When most souls on earth were infants
2. The child phase (3-12 years, depending on the child). A child has an understanding of themselves and is developing an understanding of the world. They are now capable of distinguishing between what is good behaviour and what is bad. They are also more eager to connect with others, express themselves and test the limits of your boundaries over and over again. This is the time to be firm. Very firm. Do not give into the trap of trading their discipline for their unconditional love for you. Being perceived as the “good guy” and “nice parent” at this stage may be flattering, but will not gain you any gratitude in the teenage years. Do not use your child to fill your emotional needs for love and approval. Set very clear rules and enforce them consistently. Make your child feel safe by setting boundaries and allow them to trust that authority can be relied on and can be good.

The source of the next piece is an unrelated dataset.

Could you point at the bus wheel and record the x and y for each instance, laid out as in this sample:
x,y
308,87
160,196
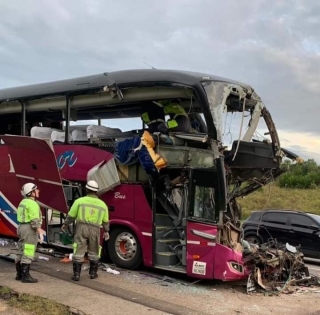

Do not let your child be idle or bored for long periods of time. Make sure that they always know what they are supposed to be doing, whether it’s a karate class, chores or playing outside with friends, structure is essential.
Try to be fair and to not react to your child’s tantrums in an emotional way. Give yourself time to calm down before you punish their bad behaviour. Remember that as a parent you must also be their primary supporter and to encourage, complement and approve of any good behaviour and talent that they display. Show them how proud you are of them when they act well.
When most souls on earth were children
3. The young adult phase (13-25 years). During this phase the individual will be learning to assert their own power in the world, to establish authority, independence and competency. This is the most egotistical phase, during which people are the least empathetic and the least willing to put themselves in the shoes of others in order to access the consequences of their actions. The moto is “I can”.
With youth, health and beauty on their side, most young adults are convinced that they are very important in the scheme of things, that they are exceptional even, and that they will change the world. As a result, it is often precisely this developmental group that ends up changing the world. Their traumas are fewer than those of adults. They are therefore prone to arrogance and unkindness, thinking that they will be invincible to the scars endured by others.
Having had a child phase where boundaries were clearly established and upheld, will make a huge difference in determining how difficult the young adult years will be.
As a parent, you may continue setting punishments and rewards and enforcing them, but most of your teaching now will be taking place through example. The young adult is much more likely to follow your advice if you yourself follow it and if it helped you be successful. If they do not perceive you as powerful, successful or desirable by others, your teachings are much more likely to fall on deaf ears.
Do not over-coddle your adolescent child, let them start learning through their own mistakes. Set boundaries for safety (and keeping away bad influences) more than for discipline, and remember that your greatest enemy is still idleness. A young adult needs to be productive. School, chores,part-time work, sports, arts, activities,friends. Not video games, porn and TV for 6 hours a day.
What we are trying to transition away from now
4. The adult/ mature person phase (25-35). There are very many people on our planet that spiritually have not arrived at this phase yet and are still exploring one of the earlier ones. As a parent, you are meant to have let go of the apron strings entirely. Be there for your child when they need you, but accept that they are now on equal footing with you.
5. The old soul. People who arrive at this phase have mastered most of what they incarnated to learn, and are preparing to transition to higher dimensions. They have little need for a parental figure in their lives, though their love for others and appreciation for them is strong.